Hi, When my software uses OIDN, upon exiting, an unknown error is raised with error message "driver shutting down" during the call to oidnReleaseDevice. Why is that ? Regards, Colin Chargy

atafra commented 9 months ago

Hi Colin,

What I can say for sure is that this error does not originate inside OIDN, it just passes it along (that's why it's an unknown error). More information is necessary to be able to investigate this further: what kind of device are you releasing (CPU, GPU, which type?), the OS, the system configuration (CPU, GPUs, etc.), driver versions, etc.

Also, what is the frequency of this error? Does it happen every time or only occasionally? Does it happen only on this machine or other similar machines too?

Regards, Attila

ColinChargyBentley commented 9 months ago

Hi Attila, I'm running OIDN under CUDA on a NVIDIA GeForce RTX 2070 (driver version 31.0.15.3734). The CPU is Intel(R) Core(TM) i9-9920X with 32 of RAM installed. The OS is: Edition Windows 11 Enterprise Version 22H2 Installed on ‎6/‎30/‎2023 OS build 22621.2283 Experience Windows Feature Experience Pack 1000.22662.1000.0

Need anything else ? Regards, Colin

atafra commented 9 months ago

Thanks for the details. The error message seems to come from the CUDA runtime. An important detail is that the issue happens upon exiting. Are you calling oidnReleaseDevice when a static variable/object is being destroyed? If that's the case, I think I know what's the problem.

oidnReleaseDevice calls some CUDA runtime functions to clean up resources but it seems that by this time the CUDA runtime has been already unloaded. OIDN has no contA frustrating issue about shared libraries in general is that the unloading order is undefined, so if you're calling functions of some other library in a static variable's destructor, it's not guaranteed that the library will be still loaded at that time. There are basically two robust solutions to this problem:

There might a third option too: with some tricks/hacks it may be possible to change the library unloading order for your application but it would still rely on undefined behavior, and correctness wouldn't be guaranteed.

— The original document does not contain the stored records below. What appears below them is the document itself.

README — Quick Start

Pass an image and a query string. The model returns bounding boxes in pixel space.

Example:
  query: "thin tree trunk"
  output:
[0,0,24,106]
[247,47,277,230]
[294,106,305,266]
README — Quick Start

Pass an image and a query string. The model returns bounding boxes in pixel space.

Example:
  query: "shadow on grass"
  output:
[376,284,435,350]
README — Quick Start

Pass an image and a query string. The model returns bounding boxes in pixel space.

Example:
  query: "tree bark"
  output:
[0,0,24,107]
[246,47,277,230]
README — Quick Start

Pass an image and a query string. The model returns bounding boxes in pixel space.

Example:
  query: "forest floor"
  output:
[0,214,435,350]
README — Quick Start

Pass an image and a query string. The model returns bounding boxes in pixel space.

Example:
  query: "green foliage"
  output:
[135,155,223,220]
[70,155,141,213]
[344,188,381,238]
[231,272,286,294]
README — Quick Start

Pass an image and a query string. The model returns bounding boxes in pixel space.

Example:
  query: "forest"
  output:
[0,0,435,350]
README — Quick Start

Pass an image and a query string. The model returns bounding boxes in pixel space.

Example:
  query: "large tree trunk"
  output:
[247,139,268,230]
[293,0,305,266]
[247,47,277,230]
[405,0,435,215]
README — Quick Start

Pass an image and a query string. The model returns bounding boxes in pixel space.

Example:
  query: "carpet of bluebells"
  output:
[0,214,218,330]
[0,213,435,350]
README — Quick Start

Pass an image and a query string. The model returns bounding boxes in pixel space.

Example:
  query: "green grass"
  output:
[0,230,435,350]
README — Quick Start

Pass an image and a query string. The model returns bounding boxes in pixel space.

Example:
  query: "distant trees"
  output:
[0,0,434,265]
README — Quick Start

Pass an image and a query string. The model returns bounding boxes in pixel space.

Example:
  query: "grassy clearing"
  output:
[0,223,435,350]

ColinChargyBentley commented 9 months ago

Hi Attila, I will delete the DeviceRef before closing the app. Could you add a release method to oidn::DeviceRef to avoid using dirty tricks to release them when needed (such as device.~DeviceRef() or oidn::DeviceRef deviceCopy = device; UNUSED(deviceCopy); or the need to store a DeviceRef in another smart pointer. Thanks for the explanation. Regards, Colin

atafra commented 9 months ago

Maybe I misunderstood something but it seems you need both a release() and a retain() in DeviceRef, right?

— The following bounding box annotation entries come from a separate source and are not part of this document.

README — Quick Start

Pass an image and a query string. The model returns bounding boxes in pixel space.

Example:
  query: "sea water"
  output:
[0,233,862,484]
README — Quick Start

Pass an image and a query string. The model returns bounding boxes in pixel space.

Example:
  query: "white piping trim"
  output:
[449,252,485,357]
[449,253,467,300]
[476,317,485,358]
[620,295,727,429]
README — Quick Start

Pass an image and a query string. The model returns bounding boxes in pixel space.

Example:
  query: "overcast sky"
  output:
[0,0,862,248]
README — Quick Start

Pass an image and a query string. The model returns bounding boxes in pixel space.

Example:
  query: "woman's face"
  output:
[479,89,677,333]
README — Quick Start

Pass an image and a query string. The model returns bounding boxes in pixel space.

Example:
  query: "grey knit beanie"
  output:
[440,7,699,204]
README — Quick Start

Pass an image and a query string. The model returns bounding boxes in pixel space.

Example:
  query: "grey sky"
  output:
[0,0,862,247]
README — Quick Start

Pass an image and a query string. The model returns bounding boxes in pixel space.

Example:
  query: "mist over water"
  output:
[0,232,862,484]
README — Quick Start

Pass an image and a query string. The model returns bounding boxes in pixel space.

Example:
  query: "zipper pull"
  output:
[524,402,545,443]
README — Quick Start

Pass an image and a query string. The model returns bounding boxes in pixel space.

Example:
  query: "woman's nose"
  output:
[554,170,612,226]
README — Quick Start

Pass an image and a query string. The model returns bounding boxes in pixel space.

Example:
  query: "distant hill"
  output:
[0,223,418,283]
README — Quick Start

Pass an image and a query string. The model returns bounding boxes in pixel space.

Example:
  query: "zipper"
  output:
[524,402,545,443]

release() would be roughly equivalent to device.~DeviceRef(), but you can already release it in cleaner and safer way by simply device = nullptr.

Is the intent of oidn::DeviceRef deviceCopy = device; UNUSED(deviceCopy); to call oidnRetainDevice(), to prevent the device to be released?

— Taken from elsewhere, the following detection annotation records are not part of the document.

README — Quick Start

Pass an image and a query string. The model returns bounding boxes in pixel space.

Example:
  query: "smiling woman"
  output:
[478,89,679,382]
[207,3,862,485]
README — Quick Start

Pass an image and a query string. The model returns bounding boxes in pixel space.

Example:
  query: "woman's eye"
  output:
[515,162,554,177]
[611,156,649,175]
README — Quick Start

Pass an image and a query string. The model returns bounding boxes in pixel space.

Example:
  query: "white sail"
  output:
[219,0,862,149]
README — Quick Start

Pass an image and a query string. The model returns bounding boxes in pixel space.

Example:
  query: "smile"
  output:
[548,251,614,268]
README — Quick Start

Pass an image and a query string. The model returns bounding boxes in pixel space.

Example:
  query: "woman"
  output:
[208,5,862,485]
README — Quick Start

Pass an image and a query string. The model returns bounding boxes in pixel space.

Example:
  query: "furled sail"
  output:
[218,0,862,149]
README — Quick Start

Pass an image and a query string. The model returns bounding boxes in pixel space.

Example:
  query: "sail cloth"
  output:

ColinChargyBentley commented 9 months ago

This is a mistake, the correct code (other than device = nullptr;) would be oidn::DeviceRef deviceCopy = std::move(device); UNUSED(deviceCopy);. Thanks

atafra commented 9 months ago

I could still add release() as an alternative to device = nullptr because standard smart pointers also have this functionality. But you don't need anything else, right?

ColinChargyBentley commented 9 months ago

I'm all right, I wasn't aware of the = nullptr trick.